I suppose it's possible to add a national park somehwere in Georgia, but what's it really going to do? Bob Janiskee used to write a lot here, and he was part of getting Congaree NP designated as such, but visitation never really took off, and has never been terribly high.
And personally I think that there's been a cheapening of what it means to be a national park over the years. I remember when Congressman Sam Farr wanted Pinnacles to be changed - primarily because he believed that it would increase visitation and bring more tourist money to Monterey County. I'd been there before and enjoyed a short visit, but I didn't think it really had enough of what was needed to be considered a national park. And the visitation numbers have been poor.
y_p_w,
To respond to a few of your comments.
Many potential new national parks are more accessible to people, so they do not need to be Yellowstone to attract visitors.
Right. But it is a lot easier to access adjacent national forest lands, many of which have been proposed for addition to the national park.
Sorry to hear that; it was not when I was there. Regardless, expanding the park to include the adjacent national forests, which are being hammered by logging, would offer alternatives.
If it is valid and if the time limit for development has not run out. A lot of them are not valid and time has run out on lots of claims. A lot of others are sheer speculation and the owners will sell them for a relatively low price. And other companies recognize that to develop a mine or oil well in or next to a national park is really bad PR and do nothing until their time is up.
You point out:
and you proceed to talk about how there is a lot of promotion for Yosemite, et al. That makes people want to visit. That kind of promotion is not happening for most national forest or BLM lands and if people do visit, as opposed to national parks, there is little or no information or guidance as to what they can do.

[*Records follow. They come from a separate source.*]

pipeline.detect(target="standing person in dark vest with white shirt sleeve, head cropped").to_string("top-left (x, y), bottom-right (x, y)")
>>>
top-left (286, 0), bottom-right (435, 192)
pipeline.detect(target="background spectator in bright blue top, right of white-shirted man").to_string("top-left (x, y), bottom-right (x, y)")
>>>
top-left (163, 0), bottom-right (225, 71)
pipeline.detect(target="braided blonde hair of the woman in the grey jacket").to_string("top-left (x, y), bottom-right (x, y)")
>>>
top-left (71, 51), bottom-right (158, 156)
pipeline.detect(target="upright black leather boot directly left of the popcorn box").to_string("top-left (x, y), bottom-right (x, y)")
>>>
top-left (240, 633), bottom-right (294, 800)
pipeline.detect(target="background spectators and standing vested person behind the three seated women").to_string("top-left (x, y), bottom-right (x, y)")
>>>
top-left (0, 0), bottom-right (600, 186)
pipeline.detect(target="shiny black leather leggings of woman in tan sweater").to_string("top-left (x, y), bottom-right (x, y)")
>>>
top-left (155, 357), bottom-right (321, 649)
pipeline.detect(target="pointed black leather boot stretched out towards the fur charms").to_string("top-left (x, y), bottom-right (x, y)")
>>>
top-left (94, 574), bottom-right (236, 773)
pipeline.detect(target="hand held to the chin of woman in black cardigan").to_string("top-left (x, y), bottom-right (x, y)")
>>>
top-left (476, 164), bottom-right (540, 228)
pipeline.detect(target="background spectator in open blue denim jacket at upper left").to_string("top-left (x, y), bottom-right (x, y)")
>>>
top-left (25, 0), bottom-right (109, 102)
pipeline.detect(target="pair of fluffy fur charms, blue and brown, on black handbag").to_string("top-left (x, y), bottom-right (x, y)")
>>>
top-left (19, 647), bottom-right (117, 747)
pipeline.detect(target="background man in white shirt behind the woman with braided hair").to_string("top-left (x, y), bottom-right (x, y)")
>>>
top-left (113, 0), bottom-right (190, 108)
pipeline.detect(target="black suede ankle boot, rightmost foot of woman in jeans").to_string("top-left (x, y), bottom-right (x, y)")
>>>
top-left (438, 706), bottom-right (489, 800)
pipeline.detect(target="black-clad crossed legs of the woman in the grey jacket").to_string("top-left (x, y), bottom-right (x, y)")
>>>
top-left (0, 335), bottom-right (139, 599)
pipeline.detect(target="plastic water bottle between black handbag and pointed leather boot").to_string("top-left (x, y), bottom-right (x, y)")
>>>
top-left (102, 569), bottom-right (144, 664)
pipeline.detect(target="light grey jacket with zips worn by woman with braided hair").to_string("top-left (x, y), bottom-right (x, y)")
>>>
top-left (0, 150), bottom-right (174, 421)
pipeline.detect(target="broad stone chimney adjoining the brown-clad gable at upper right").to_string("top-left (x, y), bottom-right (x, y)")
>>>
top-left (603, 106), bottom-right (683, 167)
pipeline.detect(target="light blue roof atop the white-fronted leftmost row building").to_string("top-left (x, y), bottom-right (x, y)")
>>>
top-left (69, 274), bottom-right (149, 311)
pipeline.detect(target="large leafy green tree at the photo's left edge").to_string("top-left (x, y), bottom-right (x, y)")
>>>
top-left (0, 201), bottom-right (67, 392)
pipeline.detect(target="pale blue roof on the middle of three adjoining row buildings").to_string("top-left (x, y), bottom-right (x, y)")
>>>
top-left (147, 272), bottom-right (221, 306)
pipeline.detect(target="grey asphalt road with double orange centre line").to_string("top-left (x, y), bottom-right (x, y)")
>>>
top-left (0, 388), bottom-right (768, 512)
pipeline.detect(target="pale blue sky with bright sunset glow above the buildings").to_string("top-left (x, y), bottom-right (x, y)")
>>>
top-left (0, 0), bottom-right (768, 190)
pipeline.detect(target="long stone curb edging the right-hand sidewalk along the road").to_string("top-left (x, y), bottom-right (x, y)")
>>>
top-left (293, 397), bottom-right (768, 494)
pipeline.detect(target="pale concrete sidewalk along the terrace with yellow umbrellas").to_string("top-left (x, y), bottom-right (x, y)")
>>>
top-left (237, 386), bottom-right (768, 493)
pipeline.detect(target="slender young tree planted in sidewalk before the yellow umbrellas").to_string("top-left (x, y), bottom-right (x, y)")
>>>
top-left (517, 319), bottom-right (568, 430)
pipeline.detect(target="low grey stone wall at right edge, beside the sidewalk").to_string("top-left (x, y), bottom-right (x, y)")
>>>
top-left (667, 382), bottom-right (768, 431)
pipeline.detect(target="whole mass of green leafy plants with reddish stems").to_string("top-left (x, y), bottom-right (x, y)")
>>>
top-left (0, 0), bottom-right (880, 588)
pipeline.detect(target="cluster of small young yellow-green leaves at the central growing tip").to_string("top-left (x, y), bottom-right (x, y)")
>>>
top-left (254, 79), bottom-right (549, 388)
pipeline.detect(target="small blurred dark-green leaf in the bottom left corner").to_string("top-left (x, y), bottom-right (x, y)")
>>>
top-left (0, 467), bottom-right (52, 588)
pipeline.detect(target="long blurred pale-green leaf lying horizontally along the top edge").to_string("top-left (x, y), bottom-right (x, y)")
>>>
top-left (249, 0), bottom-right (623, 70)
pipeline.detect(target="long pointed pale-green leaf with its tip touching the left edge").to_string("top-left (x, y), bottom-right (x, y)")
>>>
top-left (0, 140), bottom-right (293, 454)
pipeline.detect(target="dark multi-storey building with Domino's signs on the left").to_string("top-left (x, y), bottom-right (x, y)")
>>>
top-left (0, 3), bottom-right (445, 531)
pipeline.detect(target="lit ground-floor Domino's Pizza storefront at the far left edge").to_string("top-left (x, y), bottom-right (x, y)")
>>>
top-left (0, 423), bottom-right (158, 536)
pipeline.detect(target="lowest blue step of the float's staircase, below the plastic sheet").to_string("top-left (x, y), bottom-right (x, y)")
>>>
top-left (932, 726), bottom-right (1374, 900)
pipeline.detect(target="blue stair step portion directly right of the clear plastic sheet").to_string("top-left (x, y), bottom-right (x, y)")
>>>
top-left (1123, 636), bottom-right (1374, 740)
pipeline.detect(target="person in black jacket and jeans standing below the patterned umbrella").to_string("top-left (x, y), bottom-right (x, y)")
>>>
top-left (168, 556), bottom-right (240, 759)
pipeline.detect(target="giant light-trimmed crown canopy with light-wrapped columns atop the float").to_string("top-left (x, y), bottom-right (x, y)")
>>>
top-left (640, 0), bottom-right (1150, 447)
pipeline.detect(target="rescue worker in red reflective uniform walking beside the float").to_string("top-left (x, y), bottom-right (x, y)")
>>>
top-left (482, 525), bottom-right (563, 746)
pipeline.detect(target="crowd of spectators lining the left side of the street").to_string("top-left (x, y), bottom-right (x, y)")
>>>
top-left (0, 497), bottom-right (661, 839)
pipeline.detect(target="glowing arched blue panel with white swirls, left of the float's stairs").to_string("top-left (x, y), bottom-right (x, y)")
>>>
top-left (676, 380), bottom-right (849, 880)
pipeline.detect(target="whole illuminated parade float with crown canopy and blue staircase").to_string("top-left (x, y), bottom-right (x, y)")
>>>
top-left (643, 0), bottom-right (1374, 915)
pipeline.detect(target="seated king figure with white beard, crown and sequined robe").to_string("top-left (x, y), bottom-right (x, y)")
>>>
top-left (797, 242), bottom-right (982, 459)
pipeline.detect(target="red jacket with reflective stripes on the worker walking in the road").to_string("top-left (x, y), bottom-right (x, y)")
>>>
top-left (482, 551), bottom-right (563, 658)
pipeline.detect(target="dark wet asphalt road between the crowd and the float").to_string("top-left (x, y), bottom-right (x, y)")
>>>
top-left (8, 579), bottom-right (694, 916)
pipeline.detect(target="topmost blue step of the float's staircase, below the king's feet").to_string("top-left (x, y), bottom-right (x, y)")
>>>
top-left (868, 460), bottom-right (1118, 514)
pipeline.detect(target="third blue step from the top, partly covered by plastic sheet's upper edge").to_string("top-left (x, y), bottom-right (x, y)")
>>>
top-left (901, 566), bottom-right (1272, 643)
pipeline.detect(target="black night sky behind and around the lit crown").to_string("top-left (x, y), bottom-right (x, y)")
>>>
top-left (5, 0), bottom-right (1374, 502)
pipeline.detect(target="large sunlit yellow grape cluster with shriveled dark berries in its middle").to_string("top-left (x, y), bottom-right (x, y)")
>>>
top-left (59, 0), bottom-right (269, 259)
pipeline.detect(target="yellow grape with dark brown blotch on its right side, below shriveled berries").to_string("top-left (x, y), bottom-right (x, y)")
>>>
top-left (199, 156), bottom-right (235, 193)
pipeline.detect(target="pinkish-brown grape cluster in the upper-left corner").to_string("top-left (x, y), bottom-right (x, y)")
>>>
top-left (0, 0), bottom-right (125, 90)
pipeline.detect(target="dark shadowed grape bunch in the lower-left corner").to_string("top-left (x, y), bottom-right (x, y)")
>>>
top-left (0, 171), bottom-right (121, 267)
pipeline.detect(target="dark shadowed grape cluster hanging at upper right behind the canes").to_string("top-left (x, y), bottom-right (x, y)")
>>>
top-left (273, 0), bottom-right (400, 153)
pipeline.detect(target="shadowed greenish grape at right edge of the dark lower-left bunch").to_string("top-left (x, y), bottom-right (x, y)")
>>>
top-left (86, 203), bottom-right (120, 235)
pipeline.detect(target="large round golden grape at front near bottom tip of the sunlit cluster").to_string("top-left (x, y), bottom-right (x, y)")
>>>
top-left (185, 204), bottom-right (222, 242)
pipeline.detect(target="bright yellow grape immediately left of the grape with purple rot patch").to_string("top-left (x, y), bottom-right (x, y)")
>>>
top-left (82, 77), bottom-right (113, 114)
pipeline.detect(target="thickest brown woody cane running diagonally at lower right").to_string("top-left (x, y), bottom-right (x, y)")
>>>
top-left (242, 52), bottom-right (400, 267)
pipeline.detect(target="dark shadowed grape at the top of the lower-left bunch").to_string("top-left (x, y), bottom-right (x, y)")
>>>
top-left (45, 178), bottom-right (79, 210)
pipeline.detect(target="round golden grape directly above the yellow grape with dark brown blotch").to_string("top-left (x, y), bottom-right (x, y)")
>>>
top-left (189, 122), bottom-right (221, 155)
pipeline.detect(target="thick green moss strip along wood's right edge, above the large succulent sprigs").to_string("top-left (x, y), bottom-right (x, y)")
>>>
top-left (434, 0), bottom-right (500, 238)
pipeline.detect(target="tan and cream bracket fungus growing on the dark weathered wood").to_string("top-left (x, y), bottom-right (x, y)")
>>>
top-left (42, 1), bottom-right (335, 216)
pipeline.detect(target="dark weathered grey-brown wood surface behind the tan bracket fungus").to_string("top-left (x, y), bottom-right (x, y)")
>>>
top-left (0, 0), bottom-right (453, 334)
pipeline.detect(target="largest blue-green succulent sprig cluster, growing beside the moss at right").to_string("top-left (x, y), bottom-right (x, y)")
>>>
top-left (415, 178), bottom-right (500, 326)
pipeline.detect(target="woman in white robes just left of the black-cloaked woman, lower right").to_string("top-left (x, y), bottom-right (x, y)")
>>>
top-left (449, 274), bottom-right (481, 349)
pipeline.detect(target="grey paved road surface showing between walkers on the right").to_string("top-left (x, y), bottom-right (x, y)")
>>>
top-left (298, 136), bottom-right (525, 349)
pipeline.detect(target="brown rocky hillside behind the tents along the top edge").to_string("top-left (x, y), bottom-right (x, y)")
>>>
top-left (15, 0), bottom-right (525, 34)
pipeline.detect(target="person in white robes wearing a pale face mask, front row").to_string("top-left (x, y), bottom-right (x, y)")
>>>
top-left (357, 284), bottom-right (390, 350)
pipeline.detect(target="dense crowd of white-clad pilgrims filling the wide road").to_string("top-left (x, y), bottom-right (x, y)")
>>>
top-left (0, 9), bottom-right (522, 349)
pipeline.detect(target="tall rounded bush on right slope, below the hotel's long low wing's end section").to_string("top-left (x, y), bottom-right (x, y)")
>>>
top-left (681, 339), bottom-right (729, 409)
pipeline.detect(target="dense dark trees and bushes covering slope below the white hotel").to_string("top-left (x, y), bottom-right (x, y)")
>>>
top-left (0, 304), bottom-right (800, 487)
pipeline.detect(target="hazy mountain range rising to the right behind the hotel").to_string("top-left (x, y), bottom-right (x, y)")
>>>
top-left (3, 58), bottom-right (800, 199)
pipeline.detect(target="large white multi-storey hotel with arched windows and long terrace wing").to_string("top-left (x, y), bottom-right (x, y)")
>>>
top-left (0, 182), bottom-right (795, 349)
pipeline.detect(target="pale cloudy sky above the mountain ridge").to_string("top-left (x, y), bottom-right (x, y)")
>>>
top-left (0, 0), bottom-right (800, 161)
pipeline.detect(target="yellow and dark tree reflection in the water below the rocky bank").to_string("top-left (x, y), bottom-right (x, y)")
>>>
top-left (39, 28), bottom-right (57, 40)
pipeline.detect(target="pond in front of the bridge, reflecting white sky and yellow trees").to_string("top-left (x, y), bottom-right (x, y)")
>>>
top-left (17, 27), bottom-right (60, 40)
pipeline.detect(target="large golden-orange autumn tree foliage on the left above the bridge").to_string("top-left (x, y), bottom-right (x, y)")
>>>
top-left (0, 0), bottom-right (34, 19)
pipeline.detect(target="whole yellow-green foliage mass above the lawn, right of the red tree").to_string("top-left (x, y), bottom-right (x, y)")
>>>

I think not. Lots of people were visiting GSMNP long before Dollywood existed. The reason Dollywood exists and Gatlinberg is a huge tourist attraction is because of GSMNP, not the opposite.
Seriously? The Atlanta metro area has 6 million people. There are no nearby full-fledged National Parks. You point out how
You answer your own question.
This view of national parks has been around since Stephen Mather decided we already had Mount Rainier National Park, so who needed other Cascade volcanoes such as Shasta, Hood, St. Helens, Adams, and Baker? To stay just in the far West and Alaska, would you say designating Gaviota Coast, Klamath-Siskiyou, Hells Canyon, Sawtooth, Salmon-Selway, Mount Hood, Mount St. Helens, Owyhee Canyonlands, Craters of the Moon, Sonoran Desert, Kauai, Bristol Bay, Tongass, or Arctic national parks would "cheapen what it means to be a national park?"
Luckily, creating new national parks is a democratic process that reflects the broad public vision, not an austerity view that sees national parks as only a few unique and monumental places and ignores all the other reasons for national parks, such as fighting climate change, preserving biodiversity, and offering healty green space to millions of people in underserved urban areas.